Ci vuole un po’, ci vuole qualche minuto prima che riprenda fiato, e che l’emozione si plachi.
«Cosa volete che vi dica? Come avevo spiegato alla vigilia, la condizione c’era, si trattava solo di fare girare le gambe con la testa. Oggi non ho cercato solo la vittoria, volevo qualcosa di più. D’altronde non ero solo a pedalare, e non sarò più solo a farlo. Ho chiuso alla grande una stagione molto difficile, adesso andremo avanti ancora, con un peso nel cuore grande così».
Paolo, quando ci ha creduto?
«Tardi, in cima al Ghisallo. Sapevo di avere una buona gamba, era la testa che doveva girare per il verso giusto. In quel momento esatto della gara ho sentito di avere qualcosa in più, ma è in quel momento che ho deciso di non ascoltare più le mie gambe, anche perché ho cominciato a sentire i crampi. Allora mi son detto: dai, vediamo chi ha più mal di gambe. E sono andato avanti».
Sul San Fermo ha staccato Wegmann perché temeva la volata finale?
«No, l’ho staccato perché sentivo di poterlo fare. Fabian è un giovane molto bravo, ha fatto una grandissima gara. Ci ha creduto fino in fondo e non si è mai risparmiato: ben vengano giovani così...».
Non la pensa così Davide Rebellin, suo compagno di squadra...
«Be’, se non era contento di Fabian, avrebbe dovuto attaccare lui».
Che cosa pensa del fatto che non ci siano state le premiazioni?

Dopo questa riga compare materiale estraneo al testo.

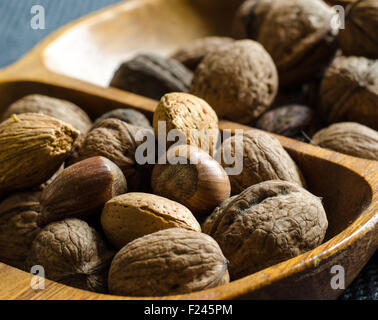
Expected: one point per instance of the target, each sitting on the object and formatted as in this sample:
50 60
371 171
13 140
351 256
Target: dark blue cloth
17 37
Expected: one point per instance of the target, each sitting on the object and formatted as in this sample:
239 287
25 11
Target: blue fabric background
17 38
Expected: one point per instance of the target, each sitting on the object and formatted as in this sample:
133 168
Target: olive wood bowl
76 63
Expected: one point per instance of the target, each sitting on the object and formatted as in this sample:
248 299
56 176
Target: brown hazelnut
359 36
82 189
265 224
239 81
200 183
349 91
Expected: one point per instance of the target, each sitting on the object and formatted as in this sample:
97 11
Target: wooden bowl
76 64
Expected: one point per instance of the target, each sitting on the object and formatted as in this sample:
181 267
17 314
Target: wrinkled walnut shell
133 215
263 159
168 262
349 138
18 227
73 253
152 76
349 91
265 224
239 81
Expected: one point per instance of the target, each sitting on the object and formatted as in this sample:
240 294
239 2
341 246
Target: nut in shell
59 109
168 262
197 181
349 91
19 215
263 159
266 224
192 118
152 76
239 81
32 148
72 253
134 215
82 189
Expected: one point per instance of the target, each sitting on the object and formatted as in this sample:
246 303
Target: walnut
289 121
190 116
263 159
193 53
349 91
200 183
239 81
60 109
265 224
297 34
359 37
129 116
349 138
133 215
72 253
168 262
32 148
18 226
116 140
152 76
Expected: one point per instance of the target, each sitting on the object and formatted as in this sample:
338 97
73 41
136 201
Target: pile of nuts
91 204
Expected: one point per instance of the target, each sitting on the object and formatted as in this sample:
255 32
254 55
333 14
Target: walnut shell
19 215
168 262
82 190
72 253
200 183
193 53
134 215
239 81
263 159
289 121
190 116
349 138
349 91
129 116
297 34
152 76
359 37
32 148
60 109
116 140
265 224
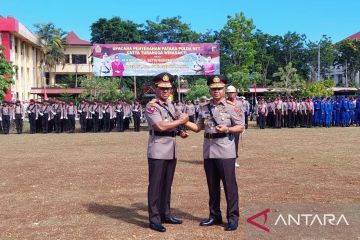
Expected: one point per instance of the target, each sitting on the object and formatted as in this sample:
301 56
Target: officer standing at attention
231 96
220 119
162 120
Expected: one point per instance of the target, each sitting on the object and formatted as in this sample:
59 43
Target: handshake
181 130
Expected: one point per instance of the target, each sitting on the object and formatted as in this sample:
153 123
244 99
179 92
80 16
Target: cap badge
166 78
216 79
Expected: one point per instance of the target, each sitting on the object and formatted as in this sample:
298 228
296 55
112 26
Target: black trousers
246 120
19 123
45 123
57 123
237 139
278 118
107 122
6 124
161 175
191 118
96 123
309 118
136 117
224 170
83 122
32 121
270 120
262 120
120 121
71 121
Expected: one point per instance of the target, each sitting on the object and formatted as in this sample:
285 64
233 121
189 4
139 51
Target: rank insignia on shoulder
151 109
153 102
230 102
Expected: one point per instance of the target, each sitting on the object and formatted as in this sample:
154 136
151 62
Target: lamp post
340 54
319 62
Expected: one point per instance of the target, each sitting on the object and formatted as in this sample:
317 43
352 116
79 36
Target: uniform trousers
161 175
18 123
278 118
83 122
32 121
262 120
224 170
71 119
45 123
57 122
136 117
120 121
6 124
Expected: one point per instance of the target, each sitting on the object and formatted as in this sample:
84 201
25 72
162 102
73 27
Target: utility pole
346 82
135 87
319 62
179 97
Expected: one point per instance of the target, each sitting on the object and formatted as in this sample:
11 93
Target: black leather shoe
231 227
171 220
157 227
211 221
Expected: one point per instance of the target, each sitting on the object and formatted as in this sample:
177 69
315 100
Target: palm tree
289 78
53 43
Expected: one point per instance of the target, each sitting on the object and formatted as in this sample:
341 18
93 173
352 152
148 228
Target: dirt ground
94 186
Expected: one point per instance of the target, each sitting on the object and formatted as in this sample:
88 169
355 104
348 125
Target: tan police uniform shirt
160 147
226 113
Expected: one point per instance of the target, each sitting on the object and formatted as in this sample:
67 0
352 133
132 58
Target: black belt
163 134
215 135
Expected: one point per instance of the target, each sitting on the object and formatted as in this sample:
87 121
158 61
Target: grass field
94 186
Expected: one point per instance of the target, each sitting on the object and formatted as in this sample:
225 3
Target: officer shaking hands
221 120
163 122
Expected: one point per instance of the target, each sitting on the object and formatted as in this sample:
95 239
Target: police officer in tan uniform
231 96
220 119
163 121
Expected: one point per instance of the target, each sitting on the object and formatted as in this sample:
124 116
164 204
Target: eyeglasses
164 89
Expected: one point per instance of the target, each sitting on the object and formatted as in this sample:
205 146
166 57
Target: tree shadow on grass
196 162
136 214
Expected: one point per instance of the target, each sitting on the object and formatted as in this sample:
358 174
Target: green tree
6 73
238 45
289 79
321 88
116 30
53 42
293 49
198 90
264 59
104 89
169 30
348 55
327 57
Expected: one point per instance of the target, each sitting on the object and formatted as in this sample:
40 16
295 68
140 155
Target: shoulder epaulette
230 102
153 101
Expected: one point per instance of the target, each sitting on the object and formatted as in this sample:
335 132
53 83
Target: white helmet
230 89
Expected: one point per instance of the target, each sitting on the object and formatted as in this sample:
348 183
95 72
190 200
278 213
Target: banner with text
151 59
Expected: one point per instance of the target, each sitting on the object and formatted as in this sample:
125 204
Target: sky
314 18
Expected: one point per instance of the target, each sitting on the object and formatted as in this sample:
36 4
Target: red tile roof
73 39
355 36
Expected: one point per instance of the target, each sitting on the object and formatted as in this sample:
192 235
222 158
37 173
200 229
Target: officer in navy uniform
162 121
33 112
220 119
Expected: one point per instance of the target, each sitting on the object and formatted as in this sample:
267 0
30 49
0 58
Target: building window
340 80
78 59
67 58
22 48
10 37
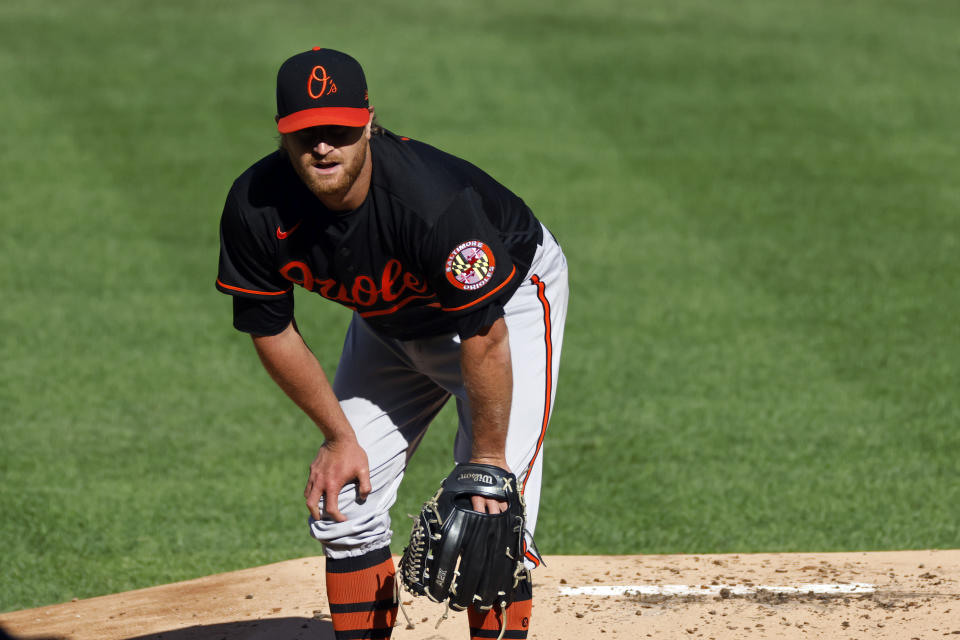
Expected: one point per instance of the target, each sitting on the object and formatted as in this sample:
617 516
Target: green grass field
760 203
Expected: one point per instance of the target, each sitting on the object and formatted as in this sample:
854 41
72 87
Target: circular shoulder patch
470 265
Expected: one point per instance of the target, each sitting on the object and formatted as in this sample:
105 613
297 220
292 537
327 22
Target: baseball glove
462 556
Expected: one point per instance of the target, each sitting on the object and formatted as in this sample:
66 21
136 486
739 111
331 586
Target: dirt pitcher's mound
904 595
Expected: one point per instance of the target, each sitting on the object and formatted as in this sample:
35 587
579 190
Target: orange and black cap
321 87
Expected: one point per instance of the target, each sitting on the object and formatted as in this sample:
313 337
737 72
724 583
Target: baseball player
456 290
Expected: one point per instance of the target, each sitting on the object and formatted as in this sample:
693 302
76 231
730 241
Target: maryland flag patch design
470 265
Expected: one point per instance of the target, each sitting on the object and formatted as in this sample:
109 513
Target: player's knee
355 536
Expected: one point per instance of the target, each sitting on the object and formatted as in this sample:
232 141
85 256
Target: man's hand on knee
338 463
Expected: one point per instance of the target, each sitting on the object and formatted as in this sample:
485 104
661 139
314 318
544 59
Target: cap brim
344 116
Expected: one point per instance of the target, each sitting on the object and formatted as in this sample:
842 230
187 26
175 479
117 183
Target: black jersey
437 242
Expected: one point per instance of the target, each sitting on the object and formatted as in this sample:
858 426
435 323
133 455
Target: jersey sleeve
247 267
466 261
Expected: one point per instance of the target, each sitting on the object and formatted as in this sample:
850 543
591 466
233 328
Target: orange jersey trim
484 297
258 293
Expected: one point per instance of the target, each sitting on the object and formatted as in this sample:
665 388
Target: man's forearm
488 377
296 370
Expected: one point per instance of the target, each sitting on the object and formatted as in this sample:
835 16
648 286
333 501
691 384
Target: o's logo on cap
323 79
470 265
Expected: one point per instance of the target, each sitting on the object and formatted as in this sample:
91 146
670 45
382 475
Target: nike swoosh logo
282 235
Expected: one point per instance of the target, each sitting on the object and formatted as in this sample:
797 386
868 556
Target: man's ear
368 130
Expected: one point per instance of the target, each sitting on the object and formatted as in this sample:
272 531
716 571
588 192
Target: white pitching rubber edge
715 590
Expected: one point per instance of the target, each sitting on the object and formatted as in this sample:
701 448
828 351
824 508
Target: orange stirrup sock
361 595
485 625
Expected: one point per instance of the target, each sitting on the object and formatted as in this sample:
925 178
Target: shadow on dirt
269 629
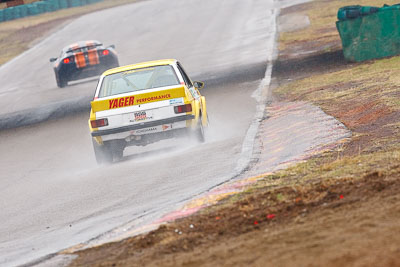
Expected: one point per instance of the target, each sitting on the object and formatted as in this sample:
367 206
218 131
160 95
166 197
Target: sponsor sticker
138 99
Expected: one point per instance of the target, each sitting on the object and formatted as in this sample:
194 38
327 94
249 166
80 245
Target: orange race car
82 60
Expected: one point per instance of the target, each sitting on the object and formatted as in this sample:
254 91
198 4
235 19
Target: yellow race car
139 104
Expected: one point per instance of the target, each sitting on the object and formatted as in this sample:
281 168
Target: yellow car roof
140 65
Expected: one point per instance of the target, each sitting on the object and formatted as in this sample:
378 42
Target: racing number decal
140 116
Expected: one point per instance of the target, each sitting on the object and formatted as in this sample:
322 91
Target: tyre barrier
40 7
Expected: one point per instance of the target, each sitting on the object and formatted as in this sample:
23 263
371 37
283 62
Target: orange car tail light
99 123
183 108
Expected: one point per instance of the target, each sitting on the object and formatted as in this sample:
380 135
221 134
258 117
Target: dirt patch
273 228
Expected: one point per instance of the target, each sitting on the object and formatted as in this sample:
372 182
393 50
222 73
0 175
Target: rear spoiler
137 99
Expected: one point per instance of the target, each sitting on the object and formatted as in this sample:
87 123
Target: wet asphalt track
52 193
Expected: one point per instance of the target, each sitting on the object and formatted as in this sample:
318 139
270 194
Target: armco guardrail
40 7
369 32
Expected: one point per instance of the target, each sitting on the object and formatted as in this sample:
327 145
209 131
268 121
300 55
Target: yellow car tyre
199 132
102 153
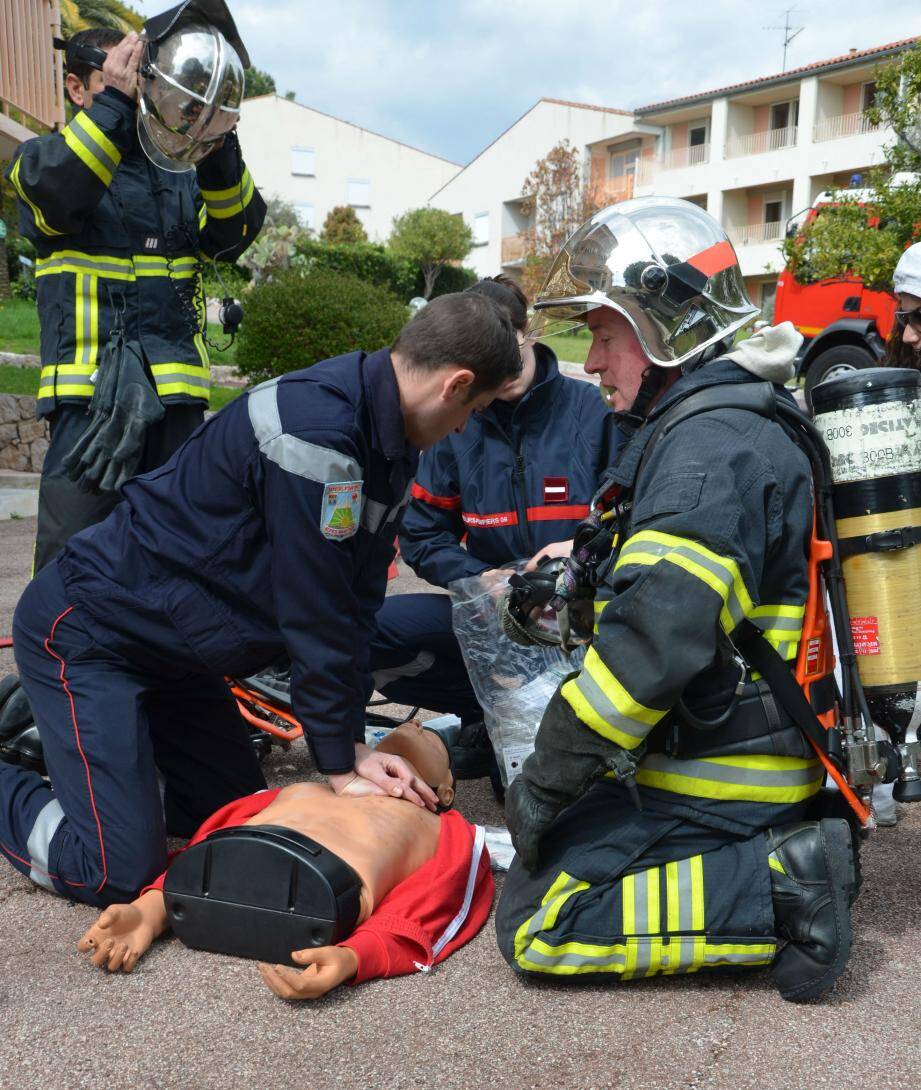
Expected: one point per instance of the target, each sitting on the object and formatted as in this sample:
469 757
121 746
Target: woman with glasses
905 340
511 486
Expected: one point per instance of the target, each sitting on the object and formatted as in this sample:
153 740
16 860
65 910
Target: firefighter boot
813 881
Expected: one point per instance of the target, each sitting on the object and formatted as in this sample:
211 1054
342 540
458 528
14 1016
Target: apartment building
758 153
487 191
316 161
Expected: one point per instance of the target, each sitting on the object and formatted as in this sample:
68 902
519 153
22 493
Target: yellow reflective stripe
719 573
673 921
223 204
37 215
604 704
759 778
92 146
628 893
553 900
697 894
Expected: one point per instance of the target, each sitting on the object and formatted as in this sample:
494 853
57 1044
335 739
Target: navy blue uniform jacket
270 530
517 479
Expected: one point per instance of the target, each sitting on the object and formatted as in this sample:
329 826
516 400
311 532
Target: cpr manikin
425 886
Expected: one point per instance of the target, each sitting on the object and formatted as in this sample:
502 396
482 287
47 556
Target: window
360 194
622 164
303 160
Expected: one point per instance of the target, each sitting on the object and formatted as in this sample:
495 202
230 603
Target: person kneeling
407 886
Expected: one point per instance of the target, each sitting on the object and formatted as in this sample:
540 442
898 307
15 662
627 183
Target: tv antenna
789 33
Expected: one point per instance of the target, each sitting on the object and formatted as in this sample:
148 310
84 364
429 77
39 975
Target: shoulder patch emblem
341 509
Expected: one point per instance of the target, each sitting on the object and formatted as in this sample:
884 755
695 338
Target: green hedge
375 264
293 321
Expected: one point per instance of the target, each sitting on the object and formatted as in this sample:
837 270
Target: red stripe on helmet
714 259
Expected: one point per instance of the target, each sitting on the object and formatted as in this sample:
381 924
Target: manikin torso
384 839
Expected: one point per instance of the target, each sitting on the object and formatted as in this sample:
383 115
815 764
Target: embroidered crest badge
341 509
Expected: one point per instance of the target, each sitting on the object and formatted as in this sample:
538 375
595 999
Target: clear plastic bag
512 683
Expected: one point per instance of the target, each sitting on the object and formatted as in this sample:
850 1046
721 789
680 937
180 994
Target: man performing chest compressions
347 886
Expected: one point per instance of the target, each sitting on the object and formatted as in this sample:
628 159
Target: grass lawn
19 332
569 347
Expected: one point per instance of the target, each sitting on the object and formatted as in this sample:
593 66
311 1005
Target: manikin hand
554 549
121 64
118 939
327 968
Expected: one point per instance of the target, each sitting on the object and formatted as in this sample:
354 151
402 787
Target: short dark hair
505 291
467 330
99 37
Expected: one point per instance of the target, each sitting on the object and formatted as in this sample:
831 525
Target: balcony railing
844 124
753 233
512 249
29 68
614 190
771 140
679 157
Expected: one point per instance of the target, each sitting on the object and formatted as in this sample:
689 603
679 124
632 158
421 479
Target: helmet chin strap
632 419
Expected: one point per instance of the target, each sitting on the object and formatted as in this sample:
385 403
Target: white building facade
487 191
316 162
758 153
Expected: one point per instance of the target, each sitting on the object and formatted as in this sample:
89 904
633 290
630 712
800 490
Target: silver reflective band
411 669
39 840
293 455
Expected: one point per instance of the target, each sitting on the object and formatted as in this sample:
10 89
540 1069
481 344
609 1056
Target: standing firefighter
659 821
120 243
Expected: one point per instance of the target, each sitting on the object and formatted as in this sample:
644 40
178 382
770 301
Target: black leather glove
124 404
568 758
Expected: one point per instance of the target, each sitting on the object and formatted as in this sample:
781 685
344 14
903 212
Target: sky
450 75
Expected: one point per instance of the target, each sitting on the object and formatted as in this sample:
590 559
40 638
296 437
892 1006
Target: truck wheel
835 362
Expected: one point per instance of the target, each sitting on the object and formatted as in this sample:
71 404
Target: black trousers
63 508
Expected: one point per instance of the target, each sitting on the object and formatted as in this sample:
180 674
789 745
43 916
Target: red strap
446 503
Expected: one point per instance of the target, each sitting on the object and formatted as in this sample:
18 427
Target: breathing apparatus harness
841 737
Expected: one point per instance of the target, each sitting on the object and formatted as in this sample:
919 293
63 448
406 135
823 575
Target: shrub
342 226
294 321
366 261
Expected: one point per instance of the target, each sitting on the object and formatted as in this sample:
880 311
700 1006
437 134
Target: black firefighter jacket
116 233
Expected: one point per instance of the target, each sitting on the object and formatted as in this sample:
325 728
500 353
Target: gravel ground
186 1019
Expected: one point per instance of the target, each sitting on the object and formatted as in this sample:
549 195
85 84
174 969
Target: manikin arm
123 933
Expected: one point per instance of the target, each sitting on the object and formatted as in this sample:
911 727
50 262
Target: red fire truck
845 325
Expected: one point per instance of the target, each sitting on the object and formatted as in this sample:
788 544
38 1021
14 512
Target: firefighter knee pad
261 892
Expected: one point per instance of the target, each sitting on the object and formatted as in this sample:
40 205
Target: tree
433 239
557 200
82 14
258 83
342 225
836 241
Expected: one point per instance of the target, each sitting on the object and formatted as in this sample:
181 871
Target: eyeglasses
909 318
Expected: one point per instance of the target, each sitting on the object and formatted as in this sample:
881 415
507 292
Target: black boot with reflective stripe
813 881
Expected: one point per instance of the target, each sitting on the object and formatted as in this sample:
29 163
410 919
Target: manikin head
83 82
503 290
450 360
618 359
427 753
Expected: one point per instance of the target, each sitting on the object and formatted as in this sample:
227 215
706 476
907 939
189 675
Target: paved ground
194 1020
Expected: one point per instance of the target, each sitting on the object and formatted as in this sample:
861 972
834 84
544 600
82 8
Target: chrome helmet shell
665 264
190 92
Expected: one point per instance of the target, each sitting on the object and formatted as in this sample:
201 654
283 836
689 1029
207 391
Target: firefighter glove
124 404
568 759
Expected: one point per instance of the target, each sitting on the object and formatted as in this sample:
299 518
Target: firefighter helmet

«Mi dispiace per il ciclismo, che ha sempre dei problemi. Non salire sul podio è una cosa triste: per noi corridori e per i nostri tifosi».
Paolo, considera questa la vittoria più bella?
«Adesso lo posso dire: questa è la vittoria più bella della mia carriera. Oggi ho davvero fatto una grande cosa. L’ho fatta per Sauro, l’ho fatta per chi ama questo sport».